Tipperary folk legend Liam Clancy died at about midday last Friday, aged 74, at the Bons Secours Hospital, in Co Cork, surrounded, as he would have wished, by his beloved wife Kim and daughters Siobhan and Fiona.
He had lost his long battle with pulmonary fibrosis, the same disease which his brother Bobby died of, on September 6th in 2002.
I first met Liam many years ago, when this country was a less greedy and a more saner place, near the harbour in Greystones, Co.Wicklow. If my sliding memory serves me correctly I had listened, spellbound, the previous night, as he recited some poetry, possibly in the Beach House which overlooked the grey harbour wall. As we passed he possibly recognised me from the small crowd the night before and we stopped to chat about poetry for a time, during which period he recited “And The Band Played Waltzing Matilda” written by Scottish-born singer and songwriter Eric Bogle in 1971.

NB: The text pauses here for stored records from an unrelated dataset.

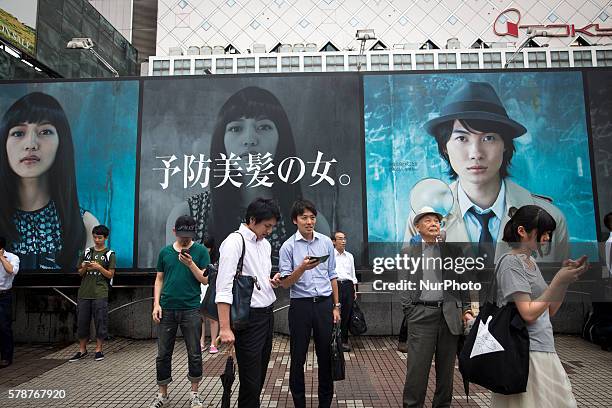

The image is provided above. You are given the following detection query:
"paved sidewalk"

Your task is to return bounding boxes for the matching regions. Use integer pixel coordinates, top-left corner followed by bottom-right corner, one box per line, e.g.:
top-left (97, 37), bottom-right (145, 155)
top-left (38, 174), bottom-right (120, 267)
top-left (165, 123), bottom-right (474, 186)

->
top-left (0, 335), bottom-right (612, 408)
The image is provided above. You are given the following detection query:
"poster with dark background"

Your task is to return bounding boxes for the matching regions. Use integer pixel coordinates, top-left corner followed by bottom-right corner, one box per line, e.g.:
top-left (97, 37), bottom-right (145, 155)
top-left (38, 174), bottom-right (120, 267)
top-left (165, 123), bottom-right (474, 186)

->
top-left (138, 74), bottom-right (364, 268)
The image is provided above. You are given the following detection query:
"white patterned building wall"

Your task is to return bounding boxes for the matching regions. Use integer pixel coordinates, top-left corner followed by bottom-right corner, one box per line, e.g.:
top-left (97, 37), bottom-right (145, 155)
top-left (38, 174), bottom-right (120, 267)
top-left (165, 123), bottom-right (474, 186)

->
top-left (157, 0), bottom-right (612, 56)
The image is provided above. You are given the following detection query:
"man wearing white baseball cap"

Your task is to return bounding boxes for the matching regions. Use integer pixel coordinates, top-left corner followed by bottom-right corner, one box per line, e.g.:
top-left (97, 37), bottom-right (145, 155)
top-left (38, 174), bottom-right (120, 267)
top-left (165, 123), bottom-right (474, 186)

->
top-left (403, 206), bottom-right (474, 407)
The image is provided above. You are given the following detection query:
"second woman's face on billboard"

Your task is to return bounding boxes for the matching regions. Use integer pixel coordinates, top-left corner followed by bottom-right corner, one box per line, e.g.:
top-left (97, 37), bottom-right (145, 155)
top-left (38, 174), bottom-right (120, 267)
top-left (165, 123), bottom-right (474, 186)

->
top-left (446, 120), bottom-right (504, 184)
top-left (223, 117), bottom-right (279, 164)
top-left (6, 122), bottom-right (59, 178)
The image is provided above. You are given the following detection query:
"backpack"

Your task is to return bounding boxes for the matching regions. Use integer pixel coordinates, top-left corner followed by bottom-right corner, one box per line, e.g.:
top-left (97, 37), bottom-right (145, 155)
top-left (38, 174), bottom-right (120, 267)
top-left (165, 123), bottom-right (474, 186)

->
top-left (83, 247), bottom-right (115, 288)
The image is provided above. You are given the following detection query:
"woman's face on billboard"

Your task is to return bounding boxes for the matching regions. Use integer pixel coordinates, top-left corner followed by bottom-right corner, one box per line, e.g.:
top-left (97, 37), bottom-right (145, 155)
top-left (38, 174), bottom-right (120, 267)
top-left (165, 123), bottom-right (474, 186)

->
top-left (223, 117), bottom-right (279, 165)
top-left (446, 120), bottom-right (504, 184)
top-left (6, 122), bottom-right (59, 178)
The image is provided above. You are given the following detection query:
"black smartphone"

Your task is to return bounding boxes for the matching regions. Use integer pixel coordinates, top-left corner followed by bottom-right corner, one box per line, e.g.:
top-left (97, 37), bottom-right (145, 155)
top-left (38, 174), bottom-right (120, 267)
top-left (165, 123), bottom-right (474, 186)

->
top-left (308, 255), bottom-right (329, 263)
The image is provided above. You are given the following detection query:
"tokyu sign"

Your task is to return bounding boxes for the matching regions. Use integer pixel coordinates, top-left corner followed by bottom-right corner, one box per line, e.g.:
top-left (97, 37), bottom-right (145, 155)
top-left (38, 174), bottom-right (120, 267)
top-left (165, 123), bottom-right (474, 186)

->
top-left (493, 8), bottom-right (612, 38)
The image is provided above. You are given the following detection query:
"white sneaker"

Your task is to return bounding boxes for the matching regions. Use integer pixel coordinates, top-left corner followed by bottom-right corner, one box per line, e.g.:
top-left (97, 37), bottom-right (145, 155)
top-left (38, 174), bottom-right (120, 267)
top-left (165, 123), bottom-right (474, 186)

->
top-left (189, 391), bottom-right (204, 408)
top-left (149, 392), bottom-right (170, 408)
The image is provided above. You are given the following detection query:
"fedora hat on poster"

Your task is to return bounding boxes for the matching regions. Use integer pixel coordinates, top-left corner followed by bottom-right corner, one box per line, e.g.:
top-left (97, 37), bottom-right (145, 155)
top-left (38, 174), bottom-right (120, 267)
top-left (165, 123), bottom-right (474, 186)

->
top-left (423, 81), bottom-right (527, 138)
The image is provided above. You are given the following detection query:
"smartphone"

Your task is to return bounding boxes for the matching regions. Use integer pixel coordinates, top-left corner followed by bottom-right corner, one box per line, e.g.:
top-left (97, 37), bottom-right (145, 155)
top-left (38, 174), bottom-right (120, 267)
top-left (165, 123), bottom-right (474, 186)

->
top-left (308, 255), bottom-right (329, 263)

This ballad is possibly one of the greatest songs ever written demonstrating the total futility of war. Now through this actor’s lips came the passionate, clear and stark retelling of the events of the battle of Suvla Bay, its aftermath and the passionate indictment of all war in general. Liam, in his telling, brought a tear to his own eye and indeed the eyes of those few of us lucky enough on that day to happen on this unscheduled meeting with him.
Liam Clancy, was just 21 when he left his native Carrick-on-Suir, Co Tipperary, for New York city. With him went his older brothers Tommy and Paddy and of course later they would be joined by Tommy Makem and Bobby Clancy.
The Clancy Brothers took up singing in local bars and other venues and soon became part of the then emerging Greenwich Village vagabond folk movement, which then existed. Greenwich Village would soon be identified as the bohemian capital and the birthplace of the Beat movement where musicians and artists would enjoy the company of like-minded people.
Responding to an Irish American nostalgia vacuum for native Irish songs, this group soon found huge success as actors, performers and balladeers. The Clancy Brothers and Tommy Makem would go on to perform sellout concerts at such venues as Carnegie Hall, and made television appearances on shows like The Ed Sullivan Show and The Tonight Show. The group would later perform at The White House for 35th President of the USA John .F. Kennedy, himself of Irish decent.
Suddenly their trademark, the prominent cable patterned Aran jumpers and corduroy flat caps began influencing the changing fashion scene. American visitors now coming to Ireland were demanding the real complex textured stitch patterned Irish Aran Island geansaí which they called ‘sweaters’, to bring home as souvenirs.
The Clancy Brothers and Tommy Makem were now not only recognised as truly gifted artists and musicians, they were Tipperary and Ireland’s first international pop stars, recognisable ambassadors for their county and their country as a whole.
The mark of Liam’s success was undoubtedly his mammoth ability to interpret accurately, the feeling in the lyrics of his chosen songs, his acting and singing style and his ability through his soft confident voice to transport his audiences backwards, to remember the nostalgic days long since past, when the sun always shone and happiness seemed to be in abundance everywhere.
The American theatres, pubs and halls where he entertained, were somehow transformed magically by him for a time in that inward eye of his listener to become, for this short period, the individual Irish kitchens and other gathering places faintly remembered from the old land, left behind all those years ago.
Liam is survived by his wife Kim, two sisters Joan and Peg, his four children, Eban, Siobhan, Donal, Fiona together with eight grandchildren and to them go our sincerest sympathy at this time as we share with them in their great loss.
Lovely article about a true entertainer.